I’m really bored. I feel so directionless. I don’t know what to do.
I can make music, but then I feel like I’m wasting time by not trying to find a new job. I also feel like I’m supposed to be researching this ESL stuff.
I guess I can just dedicate an hour a day to doing job stuff, an hour a day to doing blog stuff, and an hour a day to music stuff. That’s actually pretty good.
Douma left for France today. We hung out twice over the last few days.
Yesterday she texted me about an event at the beach. It was a drumming circle for the full moon. She was going with some travellers that she was staying with.
I went along. Douma and I took the bus together. We walked around for a bit. The sky was amazing.
Her friends arrived and we found the drummers. At first I wasn’t really interested. But then I got a tambourine and I had a lot of fun. There were tons of people.
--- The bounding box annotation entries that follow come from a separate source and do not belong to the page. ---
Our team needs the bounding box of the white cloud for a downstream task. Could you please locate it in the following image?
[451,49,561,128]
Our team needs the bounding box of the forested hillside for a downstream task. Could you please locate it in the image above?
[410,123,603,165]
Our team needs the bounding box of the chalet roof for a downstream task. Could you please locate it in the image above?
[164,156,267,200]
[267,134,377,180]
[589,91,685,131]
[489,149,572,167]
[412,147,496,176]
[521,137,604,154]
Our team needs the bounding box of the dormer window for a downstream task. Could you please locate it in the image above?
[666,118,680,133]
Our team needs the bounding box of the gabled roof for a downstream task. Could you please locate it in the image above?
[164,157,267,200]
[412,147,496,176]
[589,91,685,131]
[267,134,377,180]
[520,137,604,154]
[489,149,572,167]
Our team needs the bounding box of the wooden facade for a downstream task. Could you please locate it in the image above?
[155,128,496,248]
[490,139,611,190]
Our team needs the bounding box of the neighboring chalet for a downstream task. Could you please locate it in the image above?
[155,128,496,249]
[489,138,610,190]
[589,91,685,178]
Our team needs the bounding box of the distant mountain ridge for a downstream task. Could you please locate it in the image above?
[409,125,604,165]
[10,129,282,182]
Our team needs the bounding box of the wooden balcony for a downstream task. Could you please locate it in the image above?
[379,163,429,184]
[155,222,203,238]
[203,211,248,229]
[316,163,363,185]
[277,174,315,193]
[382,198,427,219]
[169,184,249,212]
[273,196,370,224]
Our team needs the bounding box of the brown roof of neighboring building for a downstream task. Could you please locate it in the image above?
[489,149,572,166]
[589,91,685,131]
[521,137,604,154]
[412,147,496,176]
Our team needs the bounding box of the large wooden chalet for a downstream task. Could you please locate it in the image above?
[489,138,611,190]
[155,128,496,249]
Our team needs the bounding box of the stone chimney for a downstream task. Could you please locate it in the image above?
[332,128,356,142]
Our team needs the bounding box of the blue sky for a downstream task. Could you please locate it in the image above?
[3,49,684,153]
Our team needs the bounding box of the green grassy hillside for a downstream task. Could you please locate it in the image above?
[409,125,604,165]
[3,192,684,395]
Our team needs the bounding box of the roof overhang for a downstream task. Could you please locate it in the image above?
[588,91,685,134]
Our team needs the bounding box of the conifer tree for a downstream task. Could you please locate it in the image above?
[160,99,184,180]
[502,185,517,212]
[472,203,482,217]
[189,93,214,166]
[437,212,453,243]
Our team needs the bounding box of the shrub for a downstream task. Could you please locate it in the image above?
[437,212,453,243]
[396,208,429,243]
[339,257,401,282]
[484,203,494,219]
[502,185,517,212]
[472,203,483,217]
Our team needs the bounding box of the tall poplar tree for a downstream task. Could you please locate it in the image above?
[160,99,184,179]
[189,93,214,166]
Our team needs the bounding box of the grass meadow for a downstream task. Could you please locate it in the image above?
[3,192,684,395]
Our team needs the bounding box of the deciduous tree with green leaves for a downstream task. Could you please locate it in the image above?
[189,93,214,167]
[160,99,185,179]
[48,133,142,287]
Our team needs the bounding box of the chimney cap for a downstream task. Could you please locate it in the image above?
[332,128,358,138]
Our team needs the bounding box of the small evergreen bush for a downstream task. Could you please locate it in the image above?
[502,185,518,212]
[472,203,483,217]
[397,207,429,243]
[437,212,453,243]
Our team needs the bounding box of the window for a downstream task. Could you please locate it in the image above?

Many of them were dancing.
It was pretty cloudy but the moon made an appearance for a little while. It was a nice way to spend my last day with Douma.
She told me she had been tempted to cancel her flight. She was thinking of hitchhiking to go visit Pierre. He’s volunteering at a music festival for a few days. She decided it probably wasn’t a good idea.
I noticed that she had changed her phone wallpaper to a photo of the two of them. It must feel weird for her to be going home. Especially because her and Pierre got together at the end of her trip.
I’ve been thinking about Toronto quite a bit. I’ve been thinking about how weird it would feel to be home. I’m sure after a week it would feel normal again.
I miss the Beaches, though. It’s such a nice neighbourhood.
The albatross circled his prey. He waited until just the right moment. Then he shot down like a meteor. He grabbed the baby goose right out of my hands. I tried to fight the bird. I was no match. The thief took my baby away.
The planet was shaking. The times were changing. Everyone knew it. I was keenly aware, myself.
I thought about old memories of card games with friends. We’d tried our best to have fun. We really wanted to make great memories. But everyone got pregnant, as they always do.
Our outfits became less trendy. The beer disappeared behind rows of breast pumps. The power tools and bikes were melted down for sheet metal. Everything changed. Love turns to little larvae lads.